In-Context Contrastive Learning for Temporal Knowledge Graph Reasoning
摘要
Temporal Knowledge Graph (TKG) reasoning aims at predicting future facts based on occurred facts. With the development of large language models (LLMs), it has shown that in-context learning based approaches can provide state-of-the-art performance. However, they tend to use historically relevant examples (i.e., historical information) as demonstrations, which brings challenges in predicting facts that have no historical interaction. In reality, the current fact is often the result of historical information combined with underlying factors (i.e., non-historical information). In this paper, we present CALENDAR (i.e., in-context ContrAstive Learning tEmporal kNowleDge grAph Reasoning), an approach that leverages both histories and non-histories to create contrastive demonstrations, thereby reducing the bias toward predicting only historically occurred facts.

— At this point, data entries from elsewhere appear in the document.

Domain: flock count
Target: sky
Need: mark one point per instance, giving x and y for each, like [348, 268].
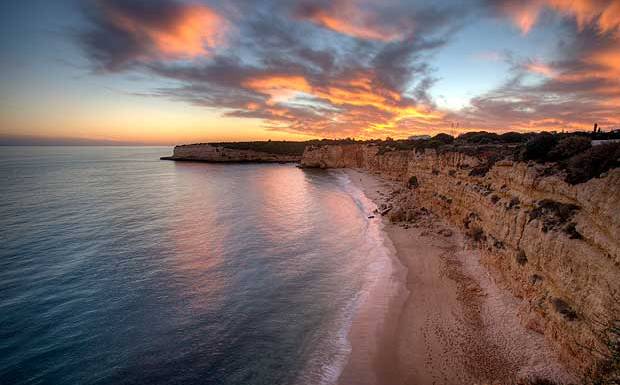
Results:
[175, 71]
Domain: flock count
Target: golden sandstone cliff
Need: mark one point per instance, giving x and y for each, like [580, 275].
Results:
[556, 246]
[219, 154]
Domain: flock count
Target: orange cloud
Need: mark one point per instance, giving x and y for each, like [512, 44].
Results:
[191, 32]
[359, 104]
[604, 13]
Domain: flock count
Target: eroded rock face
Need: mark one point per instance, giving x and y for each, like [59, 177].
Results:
[554, 245]
[210, 153]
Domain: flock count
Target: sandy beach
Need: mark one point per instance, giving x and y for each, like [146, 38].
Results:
[445, 320]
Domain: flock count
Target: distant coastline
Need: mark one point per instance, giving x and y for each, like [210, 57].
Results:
[530, 209]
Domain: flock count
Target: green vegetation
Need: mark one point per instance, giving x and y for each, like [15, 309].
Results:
[571, 153]
[270, 147]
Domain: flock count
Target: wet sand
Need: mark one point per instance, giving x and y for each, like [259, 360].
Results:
[445, 320]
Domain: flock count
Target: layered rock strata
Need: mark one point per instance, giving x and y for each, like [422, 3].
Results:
[219, 154]
[556, 246]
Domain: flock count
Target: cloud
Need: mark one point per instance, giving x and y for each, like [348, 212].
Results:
[356, 67]
[604, 14]
[350, 18]
[126, 32]
[577, 90]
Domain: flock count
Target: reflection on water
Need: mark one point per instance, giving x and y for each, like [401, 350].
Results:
[118, 268]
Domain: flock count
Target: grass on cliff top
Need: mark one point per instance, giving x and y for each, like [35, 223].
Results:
[572, 153]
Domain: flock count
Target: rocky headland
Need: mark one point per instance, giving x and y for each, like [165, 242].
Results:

In CALENDAR, we propose a demonstration candidate generation with high-order information method, which leverages high-order information from histories and non-histories to generate demonstration candidates. Moreover, we devise a contrastive importance based demonstration selection method which selects demonstrations by the sum frequency of entities in histories and non-histories of demonstration candidates. Furthermore, we design a contrastive chain-of-history based demonstration format which generates the negative principle for guiding the LLMs on why they should not rely only on the recurrence and periodicity histories. Experimental results on three benchmark datasets confirm the effectiveness of our approach.